Lodi News-Sentinel

Netflix selling $2B in junk bonds to fund new shows

- By David Ng

Netflix is amassing more debt to fund its ambitious growth plans.

The digital streaming entertainm­ent company said Monday that it is planning to issue approximat­ely $2 billion in bonds to fund various corporate activities, which it said could include content acquisitio­ns, production and developmen­t, capital expenditur­es and more.

Netflix said the bonds will be issued in two series and will be denominate­d in U.S. dollars and euros. Moody’s Investors Service has assigned the proposed issuance a “Ba3” rating, which is considered junk status. However, the ratings agency said it expects Netflix’s debt level to improve as it continues to transition from licensed shows to owned original content.

Borrowing has been Netflix’s preferred strategy for raising funds due to attractive interest rates. The company recently reported its long-term debt ballooned to $8.34 billion during the third quarter, compared to $4.89 billion a year ago.

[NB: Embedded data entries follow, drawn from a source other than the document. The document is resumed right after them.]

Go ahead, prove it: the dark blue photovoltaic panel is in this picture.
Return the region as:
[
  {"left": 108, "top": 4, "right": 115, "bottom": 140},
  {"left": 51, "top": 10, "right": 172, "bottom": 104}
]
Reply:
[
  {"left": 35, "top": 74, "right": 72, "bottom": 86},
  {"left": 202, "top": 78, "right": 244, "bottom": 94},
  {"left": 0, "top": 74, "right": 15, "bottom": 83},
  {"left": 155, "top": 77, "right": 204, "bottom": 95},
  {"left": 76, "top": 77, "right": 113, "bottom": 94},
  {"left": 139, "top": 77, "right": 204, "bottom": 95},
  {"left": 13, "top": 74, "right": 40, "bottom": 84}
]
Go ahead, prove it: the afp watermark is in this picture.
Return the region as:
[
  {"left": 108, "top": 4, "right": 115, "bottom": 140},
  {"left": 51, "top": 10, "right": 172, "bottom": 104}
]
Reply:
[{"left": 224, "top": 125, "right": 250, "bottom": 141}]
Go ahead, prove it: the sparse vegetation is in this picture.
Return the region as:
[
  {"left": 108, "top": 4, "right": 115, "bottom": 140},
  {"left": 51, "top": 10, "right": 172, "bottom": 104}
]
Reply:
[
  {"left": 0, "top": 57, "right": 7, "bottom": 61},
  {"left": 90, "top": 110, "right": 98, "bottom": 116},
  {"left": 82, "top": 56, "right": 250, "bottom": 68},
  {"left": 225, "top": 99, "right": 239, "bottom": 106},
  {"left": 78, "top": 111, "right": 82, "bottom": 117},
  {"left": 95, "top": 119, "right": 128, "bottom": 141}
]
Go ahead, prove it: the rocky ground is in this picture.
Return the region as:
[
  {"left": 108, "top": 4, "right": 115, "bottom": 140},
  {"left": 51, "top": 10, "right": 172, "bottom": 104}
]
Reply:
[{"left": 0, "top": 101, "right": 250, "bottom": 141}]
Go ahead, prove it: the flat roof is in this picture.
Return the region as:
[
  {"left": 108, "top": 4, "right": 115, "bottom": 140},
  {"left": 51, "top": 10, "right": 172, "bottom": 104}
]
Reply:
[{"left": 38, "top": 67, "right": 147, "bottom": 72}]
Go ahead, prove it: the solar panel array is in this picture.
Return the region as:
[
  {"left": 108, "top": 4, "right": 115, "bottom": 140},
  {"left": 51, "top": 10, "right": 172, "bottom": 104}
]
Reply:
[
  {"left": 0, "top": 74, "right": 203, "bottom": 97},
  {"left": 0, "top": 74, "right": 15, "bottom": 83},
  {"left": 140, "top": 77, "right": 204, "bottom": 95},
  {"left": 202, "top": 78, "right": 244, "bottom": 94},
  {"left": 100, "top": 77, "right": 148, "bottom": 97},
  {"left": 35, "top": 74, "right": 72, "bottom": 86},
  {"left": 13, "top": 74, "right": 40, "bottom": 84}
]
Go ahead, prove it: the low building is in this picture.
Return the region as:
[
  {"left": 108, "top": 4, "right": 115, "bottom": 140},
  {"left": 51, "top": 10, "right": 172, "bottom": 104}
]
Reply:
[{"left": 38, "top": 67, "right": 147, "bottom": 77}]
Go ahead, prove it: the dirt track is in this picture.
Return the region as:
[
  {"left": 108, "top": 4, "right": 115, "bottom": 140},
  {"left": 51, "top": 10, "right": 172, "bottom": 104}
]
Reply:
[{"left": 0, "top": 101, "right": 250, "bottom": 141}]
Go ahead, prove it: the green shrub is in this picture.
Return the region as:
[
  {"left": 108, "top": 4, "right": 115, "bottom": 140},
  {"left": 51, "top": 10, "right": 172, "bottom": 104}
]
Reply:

Overall, Netflix is facing $18.6 billion in both longterm debt and shorter term obligation­s, according to its third-quarter SEC filings.

The new bond issuance is the latest signal that Netflix will continue to borrow as a way to fuel its heavy spending on content. The company has previously said it expects to spend $7 billion to $8 billion on content this year, though the spending now looks like it could actually reach as high as $13 billion.

As a result, Netflix continues to burn through cash. For the recent third quarter, the company announced that negative free cash flow was $859 million, compared to $465 million in the year-ago quarter.

Netflix expects negative free cash flow to widen sequential­ly for the fourth quarter. For the year, it expects a cash bleed of around $3 billion.

“We recognize we are making huge cash investment­s in content,” Netflix said in its third-quarter earnings announceme­nt last week.

“We want to assure our investors that we have the same high confidence in the underlying economics as our cash investment­s in the past. These investment­s we see as very likely to help us to keep our revenue and operating profits growing for a very long time ahead.”

Wall Street has been largely forgiving of Netflix’s heavy borrowing so long as the company continues to log bigger subscriber growth, which is a key indicator of future revenue.